2. Une conférence en deux sessions au Centre du patrimoine libanais de l'Université libano-américaine (LAU) l'après-midi du lundi 17 mars 2025, avec des interventions du Dr Philip Salem (depuis Houston), de la journaliste Warda Zamel, du père Dr Badi' al-Hajj, du poète Abdul Ghani Taliss et du Dr Naji Kozaily.
3. sélection de plusieurs pièces de théâtre filmées de Mansour et leur projection dans divers centres culturels, notamment à Tripoli (Centre al-Safadi), Beyrouth (Centre culturel français), Zahlé (Palais municipal), Ajaltoun (Centre culturel municipal), ainsi que dans d'autres centres culturels à travers le Liban.

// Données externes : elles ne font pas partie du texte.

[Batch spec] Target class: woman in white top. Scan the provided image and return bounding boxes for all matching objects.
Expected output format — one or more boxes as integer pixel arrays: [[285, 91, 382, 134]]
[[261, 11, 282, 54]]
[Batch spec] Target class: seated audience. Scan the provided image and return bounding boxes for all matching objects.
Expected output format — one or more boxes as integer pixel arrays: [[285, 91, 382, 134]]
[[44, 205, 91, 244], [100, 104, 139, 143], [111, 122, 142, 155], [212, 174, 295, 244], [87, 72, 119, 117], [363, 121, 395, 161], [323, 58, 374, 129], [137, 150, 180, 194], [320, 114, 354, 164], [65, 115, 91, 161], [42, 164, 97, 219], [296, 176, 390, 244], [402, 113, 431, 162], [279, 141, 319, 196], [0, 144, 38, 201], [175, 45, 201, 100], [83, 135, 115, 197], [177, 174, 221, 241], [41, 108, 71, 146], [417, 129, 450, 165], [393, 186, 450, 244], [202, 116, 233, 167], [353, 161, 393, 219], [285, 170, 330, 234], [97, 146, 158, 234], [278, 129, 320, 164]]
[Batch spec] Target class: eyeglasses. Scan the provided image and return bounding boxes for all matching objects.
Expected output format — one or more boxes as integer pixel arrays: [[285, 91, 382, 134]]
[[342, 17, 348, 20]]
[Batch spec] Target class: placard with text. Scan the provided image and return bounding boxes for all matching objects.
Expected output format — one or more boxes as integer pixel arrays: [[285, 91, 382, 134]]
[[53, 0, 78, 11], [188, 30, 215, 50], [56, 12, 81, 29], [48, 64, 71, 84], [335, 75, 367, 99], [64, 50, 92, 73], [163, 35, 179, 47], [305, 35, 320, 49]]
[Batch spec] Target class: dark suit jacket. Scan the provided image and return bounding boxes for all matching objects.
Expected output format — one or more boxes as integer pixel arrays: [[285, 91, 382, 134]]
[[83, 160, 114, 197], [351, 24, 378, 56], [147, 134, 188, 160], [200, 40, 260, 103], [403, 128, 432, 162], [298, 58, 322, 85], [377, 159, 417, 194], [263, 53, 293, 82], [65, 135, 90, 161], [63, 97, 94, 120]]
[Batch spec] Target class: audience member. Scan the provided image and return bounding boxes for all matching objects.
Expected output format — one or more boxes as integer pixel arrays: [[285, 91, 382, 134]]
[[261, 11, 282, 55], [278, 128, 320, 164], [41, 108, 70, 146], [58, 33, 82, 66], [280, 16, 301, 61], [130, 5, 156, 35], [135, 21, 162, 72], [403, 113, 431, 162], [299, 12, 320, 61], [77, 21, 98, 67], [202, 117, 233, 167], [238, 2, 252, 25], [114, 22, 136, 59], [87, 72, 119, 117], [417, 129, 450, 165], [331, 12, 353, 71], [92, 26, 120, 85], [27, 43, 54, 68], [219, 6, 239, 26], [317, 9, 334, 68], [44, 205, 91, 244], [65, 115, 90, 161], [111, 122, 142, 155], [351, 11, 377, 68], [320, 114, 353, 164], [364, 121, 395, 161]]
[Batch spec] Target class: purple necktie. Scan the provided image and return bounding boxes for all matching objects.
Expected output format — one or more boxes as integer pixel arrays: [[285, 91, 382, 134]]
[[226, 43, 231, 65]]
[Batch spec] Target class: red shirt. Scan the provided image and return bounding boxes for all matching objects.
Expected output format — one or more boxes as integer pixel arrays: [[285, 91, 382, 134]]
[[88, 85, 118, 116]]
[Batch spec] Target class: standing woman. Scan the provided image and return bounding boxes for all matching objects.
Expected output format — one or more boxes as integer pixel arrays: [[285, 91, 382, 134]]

4. La réédition des cinq recueils de poésie de Mansour : Je suis l'autre étranger, Je pérégrine solitaire en souverain, Les Châteaux d'eau, Le Marin de l'hiver, et Les Poèmes premiers, publiés par les éditions Sair al-Machreq.
5. La création d'une page spéciale sur la chaîne « YouTube Mansour Rahbani », pour suivre l'évolution des programmes et annoncer ceux à venir durant l'année du centenaire.
6. Le lancement d'un oratorio symphonique avec chant choral et solo, composé musicalement par Oussama Rahbani, basé sur les poèmes de Mansour dans son recueil Je pérégrine solitaire en souverain, avec la sortie de l'oratorio sur un CD.
7. La préparation d’une série d'épisodes télévisés sur des chaînes libanaises et arabes concernant Mansour et ses œuvres.
8. Le ministère de l'Éducation publiera une circulaire demandant aux écoles publiques de participer à des programmes sur les frères Rahbani et sur Mansour.
9. Une table ronde spéciale dans le cadre des activités de la Foire du livre libanais (mars 2025) organisée par le mouvement culturel à Antélias.